Philippe Donnet, at the helm of the insurer since 2016, has come under fire from two shareholders — the Italian businessmen Francesco Gaetano Caltagirone and Leonardo Del Vecchio — who have criticised his M&A strategy as too timid and want Generali to grow further.
However, Donnet can count on the support of the majority of the board and of Generali’s largest shareholder Mediobanca, ahead of the renewal of the board of directors that will be voted on by shareholders on April 29.
Responding indirectly to criticism from the two tycoons, Donnet said Generali has delivered a total shareholder return of above 100%, more than any of its competitors, since his first investor day as CEO in late 2016.
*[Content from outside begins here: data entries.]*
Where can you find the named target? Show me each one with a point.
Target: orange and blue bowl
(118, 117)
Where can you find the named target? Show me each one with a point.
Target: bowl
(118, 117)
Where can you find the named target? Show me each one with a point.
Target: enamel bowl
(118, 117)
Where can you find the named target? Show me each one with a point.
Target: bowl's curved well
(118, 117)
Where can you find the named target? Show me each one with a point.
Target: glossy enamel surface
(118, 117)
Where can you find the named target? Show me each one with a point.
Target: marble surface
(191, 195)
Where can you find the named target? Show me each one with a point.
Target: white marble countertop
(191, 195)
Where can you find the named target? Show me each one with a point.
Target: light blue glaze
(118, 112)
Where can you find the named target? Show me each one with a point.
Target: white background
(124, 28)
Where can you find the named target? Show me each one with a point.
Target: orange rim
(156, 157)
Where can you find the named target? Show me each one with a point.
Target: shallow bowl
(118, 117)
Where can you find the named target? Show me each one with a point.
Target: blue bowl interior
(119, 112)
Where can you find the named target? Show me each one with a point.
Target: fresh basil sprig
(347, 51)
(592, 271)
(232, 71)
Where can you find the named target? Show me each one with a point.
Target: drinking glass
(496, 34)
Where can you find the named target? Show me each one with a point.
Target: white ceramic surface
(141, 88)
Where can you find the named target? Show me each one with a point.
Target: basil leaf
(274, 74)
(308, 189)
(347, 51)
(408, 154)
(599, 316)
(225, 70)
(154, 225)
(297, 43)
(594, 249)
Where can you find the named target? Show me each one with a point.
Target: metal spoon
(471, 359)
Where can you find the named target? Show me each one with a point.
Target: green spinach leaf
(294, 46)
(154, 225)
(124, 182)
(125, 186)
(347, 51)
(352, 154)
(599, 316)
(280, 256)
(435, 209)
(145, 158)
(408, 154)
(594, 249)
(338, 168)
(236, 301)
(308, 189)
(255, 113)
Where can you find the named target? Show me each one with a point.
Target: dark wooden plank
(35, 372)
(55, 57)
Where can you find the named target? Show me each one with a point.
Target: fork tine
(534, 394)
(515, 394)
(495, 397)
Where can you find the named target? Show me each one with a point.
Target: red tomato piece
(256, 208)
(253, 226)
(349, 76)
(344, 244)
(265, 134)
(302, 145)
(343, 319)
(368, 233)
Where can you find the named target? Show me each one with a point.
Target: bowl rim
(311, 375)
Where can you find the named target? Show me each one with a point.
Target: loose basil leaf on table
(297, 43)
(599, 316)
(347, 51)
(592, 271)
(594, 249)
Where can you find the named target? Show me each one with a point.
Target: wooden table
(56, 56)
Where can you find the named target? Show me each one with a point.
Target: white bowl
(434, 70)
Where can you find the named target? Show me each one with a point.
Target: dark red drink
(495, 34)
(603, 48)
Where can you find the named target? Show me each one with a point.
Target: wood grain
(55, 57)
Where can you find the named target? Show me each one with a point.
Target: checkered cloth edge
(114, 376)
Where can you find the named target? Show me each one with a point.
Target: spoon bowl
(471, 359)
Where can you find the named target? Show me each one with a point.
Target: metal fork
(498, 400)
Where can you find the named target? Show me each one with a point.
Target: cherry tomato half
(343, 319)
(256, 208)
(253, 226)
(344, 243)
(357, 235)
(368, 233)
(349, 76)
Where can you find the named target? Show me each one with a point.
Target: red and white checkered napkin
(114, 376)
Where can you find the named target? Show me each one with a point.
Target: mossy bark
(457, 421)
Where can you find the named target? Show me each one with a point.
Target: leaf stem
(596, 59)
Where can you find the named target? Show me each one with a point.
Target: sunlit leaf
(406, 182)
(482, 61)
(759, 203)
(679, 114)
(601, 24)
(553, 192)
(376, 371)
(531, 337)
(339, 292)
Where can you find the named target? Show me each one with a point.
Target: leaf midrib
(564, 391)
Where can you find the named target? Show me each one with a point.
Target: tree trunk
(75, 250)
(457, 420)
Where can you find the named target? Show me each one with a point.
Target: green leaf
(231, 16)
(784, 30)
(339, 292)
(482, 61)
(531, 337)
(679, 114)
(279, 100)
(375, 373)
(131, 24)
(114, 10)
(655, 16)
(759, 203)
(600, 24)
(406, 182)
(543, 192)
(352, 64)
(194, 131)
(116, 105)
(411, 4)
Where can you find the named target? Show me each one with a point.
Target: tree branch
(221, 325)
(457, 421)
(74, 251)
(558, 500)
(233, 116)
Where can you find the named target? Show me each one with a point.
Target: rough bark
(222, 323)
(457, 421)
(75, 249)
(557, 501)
“Despite our imperfections we have been the best,” he said at an industry event.
“Europe is our home” and growing in Europe “continues to be our strategy. We also want to strengthen our presence in Asia,” he added.
In June Generali agreed to buy Axa’s insurance assets in Malaysia and take full ownership of a joint venture it runs in the country to strengthen its local presence.
After a number of acquisitions in Portugal and eastern Europe, Generali has launched a bid for smaller Italian rival Cattolica to become the country’s leading non-life operator.
The new three-year plan “will be a plan to ramp up digital transformation and in asset management,” Donnet said, adding that sustainability will be “an increasingly central theme of the strategy.”